H.merijn brand 2007-04-14 04:34:27
That is based on both encoding and the font you use on the terminal.
By default, Spreadsheet::Read does not change the encoding, which means
that if the fields are encoded in Unicode (utf8), you should take action
in your script to output Unicode.
Summary, if your terminal is capable of dealing with UTF8 (like a
recent X11R6 xterm with utf8 enabled and font *-iso10646-1), then
binmode STDOUT, “:utf8”;
will probably suffice. If your terminal is iso8859-*, which also
supports the e-acute, then you will have to take appropriate actions
I think that the csv file is OK already. Try opening it in whatever
unicode enabled editor (I think both M$Word and M$Excel will do here)
and see how it looks
Mumia w. (read 2007-04-14 04:34:39
I have no problems outputting accented characters from
Spreadsheet::Read. Either your Perl or your terminal is not able to deal
with the accented characters.
Try placing “use encoding ‘iso-8859-1;’ at the top of your program.

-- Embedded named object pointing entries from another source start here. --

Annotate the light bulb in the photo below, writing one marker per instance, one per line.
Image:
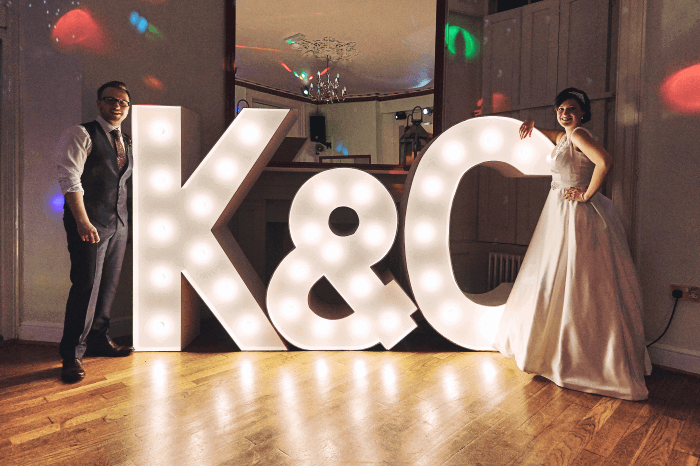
(432, 186)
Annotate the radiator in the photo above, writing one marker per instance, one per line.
(503, 268)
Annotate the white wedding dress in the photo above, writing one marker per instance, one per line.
(574, 314)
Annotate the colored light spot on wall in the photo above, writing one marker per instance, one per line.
(78, 29)
(341, 149)
(680, 92)
(471, 44)
(56, 203)
(153, 83)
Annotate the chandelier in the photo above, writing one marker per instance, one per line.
(327, 91)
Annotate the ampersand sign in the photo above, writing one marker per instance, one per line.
(381, 313)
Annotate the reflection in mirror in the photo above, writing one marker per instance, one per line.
(302, 55)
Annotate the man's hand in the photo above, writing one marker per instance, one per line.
(88, 232)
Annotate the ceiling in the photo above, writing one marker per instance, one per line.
(378, 47)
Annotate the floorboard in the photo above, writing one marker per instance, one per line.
(425, 405)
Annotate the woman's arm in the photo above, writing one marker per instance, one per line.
(528, 125)
(597, 154)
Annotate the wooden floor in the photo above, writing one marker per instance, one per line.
(214, 406)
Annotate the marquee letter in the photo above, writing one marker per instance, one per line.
(183, 229)
(381, 312)
(467, 320)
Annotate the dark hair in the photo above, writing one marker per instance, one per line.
(114, 84)
(579, 96)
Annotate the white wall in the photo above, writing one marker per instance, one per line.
(668, 229)
(58, 89)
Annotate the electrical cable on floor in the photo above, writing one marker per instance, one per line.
(678, 294)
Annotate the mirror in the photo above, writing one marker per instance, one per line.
(381, 53)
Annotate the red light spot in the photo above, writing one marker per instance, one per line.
(680, 92)
(78, 29)
(501, 103)
(153, 83)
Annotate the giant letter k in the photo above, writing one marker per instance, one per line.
(181, 230)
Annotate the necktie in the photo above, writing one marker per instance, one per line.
(121, 153)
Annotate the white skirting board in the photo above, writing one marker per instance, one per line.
(52, 332)
(675, 358)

Recent versions of Perl (>= 5.8) should be able to handle character
encodings well, but you might have to set up your locale properly, and
you might have to configure your terminal to display those characters.
Al 2007-04-14 09:05:46
thanks guys.. very helpful. thanks also for referring me to that good
Adding this line to my perl program did the trick:
binmode STDOUT, “:utf8”;
I had to do similar with the Filehandle of the file I write to.
Then, with TextWrangler, if I open that resulting file in UTF-8 mode,
it looks perfect, accent marks and all.
I’m using Perl 5.8.6 on Mac OS X
thanks so much!
Harryfmudd [at 2007-04-14 13:43:48
Maybe you should look into your Terminal window settings. Use menu
Terminal/Window Settings … and select “Display”.
Al 2007-04-16 03:34:44
Any suggestions for handling Asian characters from the original Excel?
Perl’s binmode setting helps to support accented characters fine.. but
when you go beyond the 256 bits.. seems that the Spreadsheet::Read Perl
module may have no way of knowing what Excel’s encoding is.
I’d like to input an excel that has Asian characters, process with
perl, and then write a csv or xml file (utf-8 encoded) with proper
Harryfmudd [at 2007-04-16 13:13:21
I’m not an expert on non-ASCII character sets, so the following is
somewhat provisional. But the thread has been fallow for about a day and
a half, and I figure if I say something horribly wrong someone will jump
at the opportunity to correct me.
Anyhow, this is what I _think_ the situation is.
I’ve never used Spreadsheet::Read, but the docs look like it’s an
umbrella module, and under the hood it selects the correct module to
read the spreadsheet you gave it. The docs also seem to say that for
Excel it’s Spreadsheet::ParseExcel.
Spreadsheet::ParseExcel apparantly will take a filehandle instead of a
spreadsheet name, giving you the opportunity to set the encoding you
want when you open the input file or when you binmode() it. See the docs
I could have sworn I saw documentation somewhere in the Encode-related
modules for a subroutine that would try to guess the encoding of a chunk
of text, but at the moment I can’t find it.
Harryfmudd [at 2007-04-16 18:25:08
It’s Encode::Guess. Duh.